Le succès de Jean Dujardin, qui a même tourné au triomphe, est donc total pour un film, The Artist, avec les cinq Oscars obtenus dans la capitale du cinéma américain, qui est aussi une capitale mondiale. A vrai dire, je n’ai absolument aucun titre à parler de ce film, qu’au demeurant je n’ai pas encore vu, n’étant qu’un cinéphile très amateur que ses occupations empêchent de fréquenter habituellement les salles obscures. Mais comment être insensible à un succès français de si grande ampleur, une première dans le genre, puisqu’aucun acteur français n’avais jusqu’alors été gratifié de la mythique récompense. Et puis il me semble à lire les articles de mes confrères qu’il s’agit autant d’une performance artistique que d’une performance promotionnelle, car le film n’aurait pu accéder à un tel sort, s’il n’avait été d’abord promu aux États-Unis par les soins d’un distributeur qui n’en était pas à son premier coup. Harvey Weinstein avait déjà mis tout son savoir-faire au service du discours d’un roi, qui pour l’Angleterre constituait un retour émouvant à un moment de son passé et de sa mémoire.

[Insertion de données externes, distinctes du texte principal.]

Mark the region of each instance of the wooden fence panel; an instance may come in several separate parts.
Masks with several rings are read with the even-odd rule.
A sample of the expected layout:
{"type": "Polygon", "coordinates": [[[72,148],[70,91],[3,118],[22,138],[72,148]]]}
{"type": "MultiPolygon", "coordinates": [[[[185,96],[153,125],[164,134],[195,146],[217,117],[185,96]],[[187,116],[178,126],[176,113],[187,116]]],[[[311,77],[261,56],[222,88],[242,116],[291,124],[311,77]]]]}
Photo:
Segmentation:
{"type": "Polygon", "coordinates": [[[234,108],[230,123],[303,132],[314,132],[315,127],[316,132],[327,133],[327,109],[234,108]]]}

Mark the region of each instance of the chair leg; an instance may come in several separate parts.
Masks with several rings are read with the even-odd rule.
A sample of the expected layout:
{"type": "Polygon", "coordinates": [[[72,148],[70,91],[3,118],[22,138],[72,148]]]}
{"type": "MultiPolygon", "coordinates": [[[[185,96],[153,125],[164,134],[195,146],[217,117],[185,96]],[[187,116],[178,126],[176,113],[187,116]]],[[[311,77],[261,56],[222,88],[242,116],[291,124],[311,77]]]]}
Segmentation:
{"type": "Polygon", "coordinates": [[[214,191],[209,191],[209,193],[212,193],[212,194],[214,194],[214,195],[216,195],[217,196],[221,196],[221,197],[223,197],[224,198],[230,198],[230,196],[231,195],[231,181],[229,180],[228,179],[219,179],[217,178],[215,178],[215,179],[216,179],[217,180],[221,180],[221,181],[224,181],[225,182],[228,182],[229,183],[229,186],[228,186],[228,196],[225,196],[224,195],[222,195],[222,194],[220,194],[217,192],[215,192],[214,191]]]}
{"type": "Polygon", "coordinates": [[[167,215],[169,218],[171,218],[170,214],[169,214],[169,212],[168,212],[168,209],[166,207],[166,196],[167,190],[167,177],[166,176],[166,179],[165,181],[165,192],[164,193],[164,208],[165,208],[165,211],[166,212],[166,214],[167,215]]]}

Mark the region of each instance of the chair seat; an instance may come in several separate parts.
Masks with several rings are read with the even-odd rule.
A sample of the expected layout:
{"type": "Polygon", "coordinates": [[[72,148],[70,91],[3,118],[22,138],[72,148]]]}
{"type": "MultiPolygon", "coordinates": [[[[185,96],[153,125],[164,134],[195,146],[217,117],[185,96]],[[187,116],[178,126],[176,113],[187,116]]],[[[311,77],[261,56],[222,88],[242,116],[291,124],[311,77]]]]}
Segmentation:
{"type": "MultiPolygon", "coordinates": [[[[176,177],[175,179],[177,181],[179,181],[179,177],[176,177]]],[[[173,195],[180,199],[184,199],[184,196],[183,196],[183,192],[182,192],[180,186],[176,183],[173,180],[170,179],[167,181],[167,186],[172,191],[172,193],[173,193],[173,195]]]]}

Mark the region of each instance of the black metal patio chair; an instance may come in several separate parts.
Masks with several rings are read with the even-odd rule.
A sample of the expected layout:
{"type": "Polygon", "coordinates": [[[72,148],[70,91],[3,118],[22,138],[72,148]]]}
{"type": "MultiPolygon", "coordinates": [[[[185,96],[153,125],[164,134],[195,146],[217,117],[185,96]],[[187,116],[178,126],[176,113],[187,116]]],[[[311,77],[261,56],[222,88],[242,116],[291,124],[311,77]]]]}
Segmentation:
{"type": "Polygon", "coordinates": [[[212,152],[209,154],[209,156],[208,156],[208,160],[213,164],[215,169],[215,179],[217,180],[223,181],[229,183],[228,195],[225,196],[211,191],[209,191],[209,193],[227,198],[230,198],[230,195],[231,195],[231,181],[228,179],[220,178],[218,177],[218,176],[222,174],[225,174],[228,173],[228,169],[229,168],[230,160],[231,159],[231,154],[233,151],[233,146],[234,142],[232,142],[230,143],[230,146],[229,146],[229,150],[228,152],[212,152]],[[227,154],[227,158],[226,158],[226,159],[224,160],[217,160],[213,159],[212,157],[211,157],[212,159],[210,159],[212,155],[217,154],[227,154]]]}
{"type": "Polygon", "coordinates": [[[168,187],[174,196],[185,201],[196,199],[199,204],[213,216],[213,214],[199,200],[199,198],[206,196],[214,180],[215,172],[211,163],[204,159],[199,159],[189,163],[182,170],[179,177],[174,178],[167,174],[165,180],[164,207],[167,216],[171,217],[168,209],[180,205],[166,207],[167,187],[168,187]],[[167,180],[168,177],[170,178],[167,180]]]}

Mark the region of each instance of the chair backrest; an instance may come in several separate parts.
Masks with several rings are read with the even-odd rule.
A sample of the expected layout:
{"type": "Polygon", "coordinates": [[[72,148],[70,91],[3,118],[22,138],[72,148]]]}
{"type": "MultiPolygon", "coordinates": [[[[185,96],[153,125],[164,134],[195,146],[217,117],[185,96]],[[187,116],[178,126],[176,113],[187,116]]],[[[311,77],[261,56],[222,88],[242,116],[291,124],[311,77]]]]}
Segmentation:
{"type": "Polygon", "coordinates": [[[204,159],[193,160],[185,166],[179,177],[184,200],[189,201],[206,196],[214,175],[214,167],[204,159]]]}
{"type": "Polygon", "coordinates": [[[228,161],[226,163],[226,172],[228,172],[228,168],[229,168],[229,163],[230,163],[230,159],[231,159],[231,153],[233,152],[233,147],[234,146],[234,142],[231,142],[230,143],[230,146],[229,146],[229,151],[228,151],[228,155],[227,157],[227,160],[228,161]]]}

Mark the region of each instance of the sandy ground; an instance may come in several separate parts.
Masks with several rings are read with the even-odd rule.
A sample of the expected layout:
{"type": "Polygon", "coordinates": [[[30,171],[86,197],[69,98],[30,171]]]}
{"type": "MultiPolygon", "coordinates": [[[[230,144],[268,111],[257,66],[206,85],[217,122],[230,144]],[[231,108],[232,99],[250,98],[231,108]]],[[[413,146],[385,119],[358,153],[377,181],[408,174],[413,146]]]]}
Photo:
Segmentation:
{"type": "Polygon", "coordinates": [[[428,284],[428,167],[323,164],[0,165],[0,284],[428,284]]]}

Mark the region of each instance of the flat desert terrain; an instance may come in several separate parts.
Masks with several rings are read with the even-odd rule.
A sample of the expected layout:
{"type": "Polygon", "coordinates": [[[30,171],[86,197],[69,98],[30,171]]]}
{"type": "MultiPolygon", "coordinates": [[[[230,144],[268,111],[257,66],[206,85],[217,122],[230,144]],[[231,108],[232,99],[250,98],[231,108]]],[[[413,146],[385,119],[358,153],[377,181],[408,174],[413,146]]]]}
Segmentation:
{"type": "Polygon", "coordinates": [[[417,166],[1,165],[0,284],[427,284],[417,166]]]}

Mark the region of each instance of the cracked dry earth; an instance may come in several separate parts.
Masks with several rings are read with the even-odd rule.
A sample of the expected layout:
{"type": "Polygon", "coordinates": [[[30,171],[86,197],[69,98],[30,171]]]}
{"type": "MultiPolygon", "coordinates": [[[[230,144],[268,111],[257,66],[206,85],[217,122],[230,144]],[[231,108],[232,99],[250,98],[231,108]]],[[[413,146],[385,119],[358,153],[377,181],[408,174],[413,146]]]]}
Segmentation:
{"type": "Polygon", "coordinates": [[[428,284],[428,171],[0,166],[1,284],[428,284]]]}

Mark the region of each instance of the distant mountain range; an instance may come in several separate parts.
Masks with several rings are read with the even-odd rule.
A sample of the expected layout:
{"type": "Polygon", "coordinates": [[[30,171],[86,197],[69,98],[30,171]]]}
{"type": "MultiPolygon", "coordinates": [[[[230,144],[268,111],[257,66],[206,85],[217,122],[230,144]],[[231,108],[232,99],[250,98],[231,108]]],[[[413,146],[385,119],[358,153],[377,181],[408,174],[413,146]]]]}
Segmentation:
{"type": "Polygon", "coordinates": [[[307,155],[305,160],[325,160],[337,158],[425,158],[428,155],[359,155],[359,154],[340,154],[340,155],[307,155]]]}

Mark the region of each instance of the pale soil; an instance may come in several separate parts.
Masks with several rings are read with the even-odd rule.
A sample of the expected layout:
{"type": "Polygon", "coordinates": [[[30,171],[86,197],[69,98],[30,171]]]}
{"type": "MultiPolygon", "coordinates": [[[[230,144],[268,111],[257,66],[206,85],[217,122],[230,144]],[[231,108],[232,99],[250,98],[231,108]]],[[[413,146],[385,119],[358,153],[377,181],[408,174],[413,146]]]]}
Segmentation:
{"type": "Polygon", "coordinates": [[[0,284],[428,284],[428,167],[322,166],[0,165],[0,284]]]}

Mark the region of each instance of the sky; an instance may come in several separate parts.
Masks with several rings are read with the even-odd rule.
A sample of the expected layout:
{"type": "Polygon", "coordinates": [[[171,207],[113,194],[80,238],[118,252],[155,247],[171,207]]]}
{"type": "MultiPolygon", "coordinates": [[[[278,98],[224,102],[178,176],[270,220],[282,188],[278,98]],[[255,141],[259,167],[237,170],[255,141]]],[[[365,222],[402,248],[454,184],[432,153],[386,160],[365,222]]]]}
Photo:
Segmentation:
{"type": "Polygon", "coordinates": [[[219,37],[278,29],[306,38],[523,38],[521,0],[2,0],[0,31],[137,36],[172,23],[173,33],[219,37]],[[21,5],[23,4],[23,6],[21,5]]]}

L’autre raison qui a fait aimer le film à nos amis d’Outre-Atlantique est justement qu’il concerne leur propre histoire, resaisie à cet âge d’or qui fut celui du muet. On pourrait dire que des Français ont mis tout leur talent à reconstituer pour les autres, et pas seulement pour les Américains, un imaginaire qui est celui-même de la fondation du Septième Art. Un journaliste du Monde remarque à ce propos que ce salut aux origines correspond à la mutation fondamentale qu’est en train de vivre le cinéma et que symbolise la faillite de la marque Kodak, qui n’a pas su franchir la nouvelle étape technologique du numérique.
Il me semble finalement que ce regard historique méritait d’être consacré, parce qu’il fait partie de la fonction de l’art qui consiste à reconstituer sans cesse sa propre histoire. C’est aussi vrai de la littérature que de la peinture. Alors bravo à nos artistes d’avoir renouvelé ce geste refondateur de la culture !
Chronique lue sur Radio Notre-Dame le 28 février 2012.